= Henry Hart (soldier) =

Anglo-Irish soldier and landowner

Henry Hart (1566-1637) was an Anglo-Irish soldier and landowner of the Elizabethan and early Stuart eras. He served in the Nine Years' War (1584-1603) and was later involved in the opening incident of O'Doherty's Rebellion in 1608. As a servitor he acquired an estate in County Donegal.

==Tyrone's Rebellion==
Hart served in Ireland under Sir Henry Docwra during the Nine Years' War rising to the rank of Captain. Docwra's forces operated out of Derry in alliance with local Gaelic forces opposed to the rebel Earl of Tyrone. Following the Treaty of Mellifont he was appointed to command Culmore Fort an important strategic post close to Derry.

==Later career==

In 1608 Sir Cahir O'Doherty launched a rebellion from Burt Castle. O'Doherty had served on the Crown's side during the recent war, and was a natural loyalist, but had been angered at his treatment by Docwra's replacement as Governor of Derry, George Paulet. O'Doherty and Hart were friends, and the night before the rising he invited him and his wife to dinner. O'Doherty then took Hart prisoner and captured Culmore. He used the fort's arsenal to arm his followers. O'Doherty then followed up his seizure of Culmore with the Burning of Derry. O'Doherty was subsequently defeated and killed at the Battle of Kilmacrennan and the rebellion collapsed.

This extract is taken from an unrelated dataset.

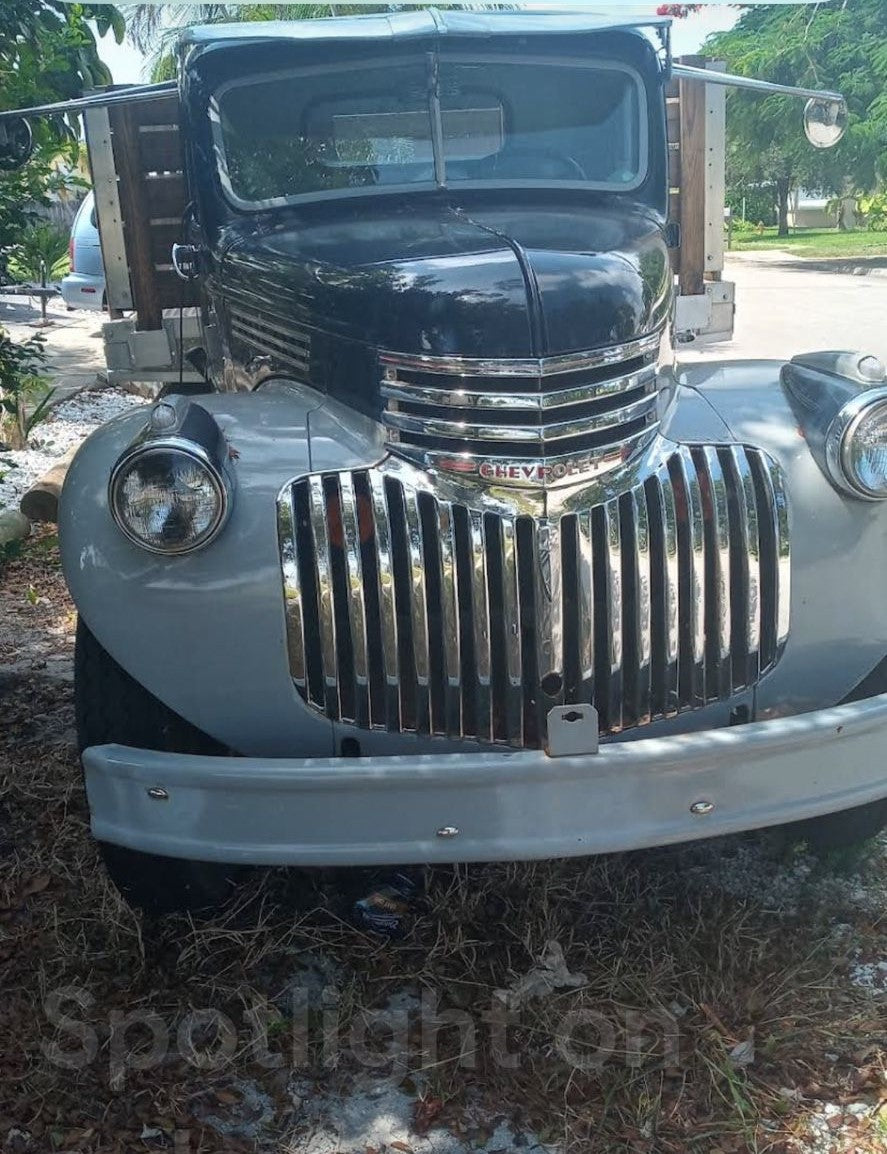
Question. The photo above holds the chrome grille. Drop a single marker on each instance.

Despite his loss of Culmore, Hart was rewarded as a servitor like other veteran officers. In the Plantation of Ulster he was granted land close to Kilmacrennan in Donegal. This was in the heart of old O'Donnell territory, which had been confiscated following the Flight of the Earls. Several of Hart's former comrades also received land nearby which had been mapped out by the recent Bodley Survey.

==Bibliography==
- Bardon, Jonathan. The Plantation of Ulster. Gill & MacMillan, 2012.
- McCavitt, John. The Flight of the Earls. Gill & MacMillan, 2002.
- McGurk, John. Sir Henry Docwra, 1564-1631: Derry's Second Founder. Four Courts Press, Dublin, 2006.